On the other hand, C has some characteristics that can be perceived as disadvantages compared to Python and JavaScript:

  • C is fairly verbose; based on the number of lines already there’s arguably more effort required in C to achieve the same behaviour
  • C is not memory safe, opening the possibility of nasty memory related bugs and security holes
  • C is not as strongly typed as Python, such that some bugs in the code could go undetected which would raise a (run time) error in Python
  • While we haven’t discussed C projects with multiple files in detail, in general the system in C with header files and source files, with the header files being included in source files using the #include preprocessor directive (which practically automatically copy-pastes the header file in the source file) introduces some drawbacks that ideally can be improved upon

3.3.3.1.1. Generic functions

Another point to note is that because types have to be explicitly defined in C, it is generally not possible to implement some generic functions in C without eliminating type safety. A classic example is a function to return the maximum value of two values:

int max_int(int a, int b)
{
    if(a > b)
        return a;
    return b;
}

int max_float(float a, float b)
{
    if(a > b)
        return a;
    return b;
}

/* repeat for all types for which you want to find the maximum */

Typically, in C, this particular case would be handled with a macro:

#define max(a, b) ((a) > (b) ? (a) : (b))

int x = 5;
int y = 4;
int res = max(x, y);

(The ternary operator ?: returns the term before the : if the term before the ? is true and the term after the : otherwise.)

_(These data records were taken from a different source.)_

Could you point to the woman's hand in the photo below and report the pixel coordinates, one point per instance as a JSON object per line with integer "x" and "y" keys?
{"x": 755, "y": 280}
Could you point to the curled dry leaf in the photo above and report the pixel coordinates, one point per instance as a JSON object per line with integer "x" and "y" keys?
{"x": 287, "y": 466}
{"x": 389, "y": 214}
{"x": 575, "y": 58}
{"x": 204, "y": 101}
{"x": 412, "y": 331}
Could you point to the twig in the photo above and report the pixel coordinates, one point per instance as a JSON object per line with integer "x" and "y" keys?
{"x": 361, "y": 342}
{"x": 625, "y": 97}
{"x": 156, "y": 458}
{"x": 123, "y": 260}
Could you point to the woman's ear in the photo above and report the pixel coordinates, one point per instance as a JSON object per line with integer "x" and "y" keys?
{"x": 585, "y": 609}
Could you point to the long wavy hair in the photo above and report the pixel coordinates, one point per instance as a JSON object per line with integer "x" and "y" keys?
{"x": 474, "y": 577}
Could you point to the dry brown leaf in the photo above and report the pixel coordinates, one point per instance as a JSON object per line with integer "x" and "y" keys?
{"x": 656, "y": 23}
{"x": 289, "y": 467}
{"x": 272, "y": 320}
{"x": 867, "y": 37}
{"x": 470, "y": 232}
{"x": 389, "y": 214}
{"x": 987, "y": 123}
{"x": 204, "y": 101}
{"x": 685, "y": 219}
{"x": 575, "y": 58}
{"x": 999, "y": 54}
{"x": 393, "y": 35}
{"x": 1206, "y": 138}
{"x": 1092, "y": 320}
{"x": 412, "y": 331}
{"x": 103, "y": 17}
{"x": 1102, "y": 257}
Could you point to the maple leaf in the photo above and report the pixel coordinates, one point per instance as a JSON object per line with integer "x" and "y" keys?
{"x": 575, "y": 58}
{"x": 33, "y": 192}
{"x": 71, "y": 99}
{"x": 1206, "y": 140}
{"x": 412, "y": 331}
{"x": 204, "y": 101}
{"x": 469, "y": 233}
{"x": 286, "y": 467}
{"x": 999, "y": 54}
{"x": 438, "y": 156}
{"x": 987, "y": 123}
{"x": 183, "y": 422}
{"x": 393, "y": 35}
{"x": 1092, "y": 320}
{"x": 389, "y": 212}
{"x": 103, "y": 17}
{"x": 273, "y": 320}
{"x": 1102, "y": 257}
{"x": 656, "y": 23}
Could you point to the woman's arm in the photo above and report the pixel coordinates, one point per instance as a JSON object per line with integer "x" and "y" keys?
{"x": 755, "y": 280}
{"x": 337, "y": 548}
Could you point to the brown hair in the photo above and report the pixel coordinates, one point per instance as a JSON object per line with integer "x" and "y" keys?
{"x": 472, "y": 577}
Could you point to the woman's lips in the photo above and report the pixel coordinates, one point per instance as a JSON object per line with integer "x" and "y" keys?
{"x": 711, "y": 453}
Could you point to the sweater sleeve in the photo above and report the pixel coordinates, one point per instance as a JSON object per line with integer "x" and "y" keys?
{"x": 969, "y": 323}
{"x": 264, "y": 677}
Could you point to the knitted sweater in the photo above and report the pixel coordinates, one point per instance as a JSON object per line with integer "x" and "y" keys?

However, macros provide no type safety, such that it’s e.g. possible to mix the types of “a” and “b” in the above without warning. (Macros also have other issues; if, for example, an expression with side effects such as “x++” was passed to the above “max” macro, then x could be incremented twice.)

Other languages may attempt to improve on the above points. It should be noted that there is no silver bullet, i.e. even with static, strong typing it can be argued that no language is categorically better than all other languages.